Amina Gusners Stück »Kein Dach kein Boden« widmet sich dem Selbstmord. Schmerz und Verzweiflung angesichts einer unheilbaren Krankheit klammert sie aus. Ihr Fokus richtet sich auf das Leid durch mangelnde Zuwendung, durch Einsamkeit. Bei ihren Recherchen beschäftigte sie sich mit Abschiedsbriefen, die sich selbst Tötende hinterließen. Fragmente daraus brachte sie in ihre Inszenierung akustisch mit den Stimmen sechs sprechender Frauen und Männer ein.

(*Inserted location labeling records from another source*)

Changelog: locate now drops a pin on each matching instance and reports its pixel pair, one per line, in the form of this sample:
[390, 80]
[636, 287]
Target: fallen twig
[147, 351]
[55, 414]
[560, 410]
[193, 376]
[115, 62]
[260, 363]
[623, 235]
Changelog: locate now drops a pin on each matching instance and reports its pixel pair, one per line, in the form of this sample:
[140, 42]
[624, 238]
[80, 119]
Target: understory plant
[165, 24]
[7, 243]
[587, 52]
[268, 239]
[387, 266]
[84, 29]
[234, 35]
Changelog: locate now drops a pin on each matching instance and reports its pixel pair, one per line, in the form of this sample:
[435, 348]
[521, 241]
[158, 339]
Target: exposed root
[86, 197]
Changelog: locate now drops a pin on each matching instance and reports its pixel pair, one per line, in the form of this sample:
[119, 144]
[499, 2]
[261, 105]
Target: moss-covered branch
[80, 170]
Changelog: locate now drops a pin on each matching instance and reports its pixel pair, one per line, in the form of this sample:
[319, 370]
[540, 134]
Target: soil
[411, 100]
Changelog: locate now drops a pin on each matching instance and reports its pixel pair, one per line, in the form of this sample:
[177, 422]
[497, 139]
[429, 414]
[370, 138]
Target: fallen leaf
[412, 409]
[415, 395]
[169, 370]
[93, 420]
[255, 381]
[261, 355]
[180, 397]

Dazu kurze, sich mitunter überschneidende Monologe von auch in diesem seltsamen Zwischenraum ohne Dach und Boden Angekommenen, zeitweise unterlegt mit elektronischem Sound und Gesang des Musikers Can Oral. »Ich hab mir das schöner vorgestellt, heller.« »Ich war auf meiner Beerdigung, es war kaum jemand da ... Freunde habe ich sowieso nicht.«

Deutlich wird in der Inszenierung die im weitesten Sinne von sich selbst und anderen verursachte Überforderung der Betroffenen, aber auch eine vor anderen verborgene, der Selbsttötung lange vorangegangene, nicht mehr erträgliche Isolation. Immer schwerer lastete Traurigkeit auf diesen Gequälten und lieferte sie einem hintergründigen Verschleißprozess aus. Für den Ausbruch aus der Schwermut fehlte ihnen letztlich die Kraft. Dabei lässt sich dieser Weg nur selbst bewältigen.

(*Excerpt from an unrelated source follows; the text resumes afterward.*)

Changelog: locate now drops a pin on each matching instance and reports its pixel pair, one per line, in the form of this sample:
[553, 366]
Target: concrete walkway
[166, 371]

Ist das Thema traurig, das Stück liegt nicht bleischwer im Raum. Es trägt tragikomische Züge und ist vielmehr als ein Aufschrei zu verstehen, als ein Schrei nach Leben. Ob das hier ein Test sei, hört man Stimmen fragen. Oder: »Kann ich bitte zurück?« Nichts da. Gnade ist nicht vorgesehen, gibt es als einzige direkte Antwort, die Hanna erhält. Ansonsten bekommt sie nur Anweisungen. Regisseurin Amina Gusner setzt hierfür Can Oral als eine Art Torwächter ein. Ein Mann für den »Zwischenraum«; ähnlich dem, der in Mythen verschiedener Kulturen die Menschen über den Fluss ins Totenreich bringt oder das Tor zum Licht öffnet.

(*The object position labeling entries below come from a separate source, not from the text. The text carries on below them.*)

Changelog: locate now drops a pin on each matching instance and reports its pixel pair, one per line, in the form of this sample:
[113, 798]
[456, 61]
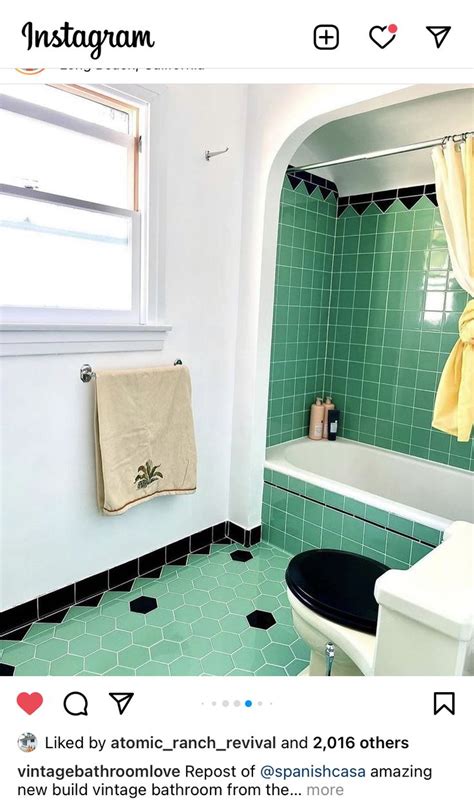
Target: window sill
[37, 339]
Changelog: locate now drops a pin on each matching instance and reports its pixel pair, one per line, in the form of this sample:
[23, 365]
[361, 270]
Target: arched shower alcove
[287, 128]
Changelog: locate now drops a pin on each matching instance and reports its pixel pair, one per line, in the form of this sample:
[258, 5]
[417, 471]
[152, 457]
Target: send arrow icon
[122, 699]
[440, 32]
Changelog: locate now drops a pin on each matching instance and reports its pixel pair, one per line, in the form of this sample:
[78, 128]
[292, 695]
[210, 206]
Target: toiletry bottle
[328, 406]
[333, 422]
[316, 420]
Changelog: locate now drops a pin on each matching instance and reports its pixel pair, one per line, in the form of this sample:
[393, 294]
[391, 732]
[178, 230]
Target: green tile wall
[297, 516]
[394, 314]
[302, 289]
[366, 310]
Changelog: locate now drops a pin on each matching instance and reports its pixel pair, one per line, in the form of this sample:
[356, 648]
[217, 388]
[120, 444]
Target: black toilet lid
[337, 585]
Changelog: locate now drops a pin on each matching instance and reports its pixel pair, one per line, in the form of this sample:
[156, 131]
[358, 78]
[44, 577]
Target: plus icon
[326, 37]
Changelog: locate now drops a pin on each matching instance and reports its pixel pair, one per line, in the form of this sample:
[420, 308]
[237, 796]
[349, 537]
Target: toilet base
[352, 648]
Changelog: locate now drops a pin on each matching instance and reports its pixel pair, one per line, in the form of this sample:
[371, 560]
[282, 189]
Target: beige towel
[144, 436]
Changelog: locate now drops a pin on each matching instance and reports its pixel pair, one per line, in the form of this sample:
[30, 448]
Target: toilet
[360, 618]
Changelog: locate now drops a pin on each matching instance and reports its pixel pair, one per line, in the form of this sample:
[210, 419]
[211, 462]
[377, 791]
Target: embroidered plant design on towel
[147, 474]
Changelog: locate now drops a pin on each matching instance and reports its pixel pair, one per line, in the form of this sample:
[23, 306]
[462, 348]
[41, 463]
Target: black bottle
[333, 422]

In der Ausstattung von Inken Gusner ist viel Raum. Wenige Stühle, besagte leere Flaschen, über 30 an Kabeln hängende Lichtquellen. Doch keine Frösteln bringende Atmosphäre ist spürbar. Inga Wolffs Darstellungskraft erwärmt den Raum. Ein wie ein hohes, offenes Fenster wirkendes Video im Hintergrund, das Can Oral gemeinsam mit Johannes Zacher schuf, lässt helle und dunkle Wolken vorüberziehen. Leichter Wind bewegt eine lange Gardine. Was man auch immer darin sieht - es könnte ein Ausweg sein. Am Selbstmord vorbei. Nicht zwangsläufig traurig, doch kaum unberührt verlässt man die knapp 90-minütige Inszenierung.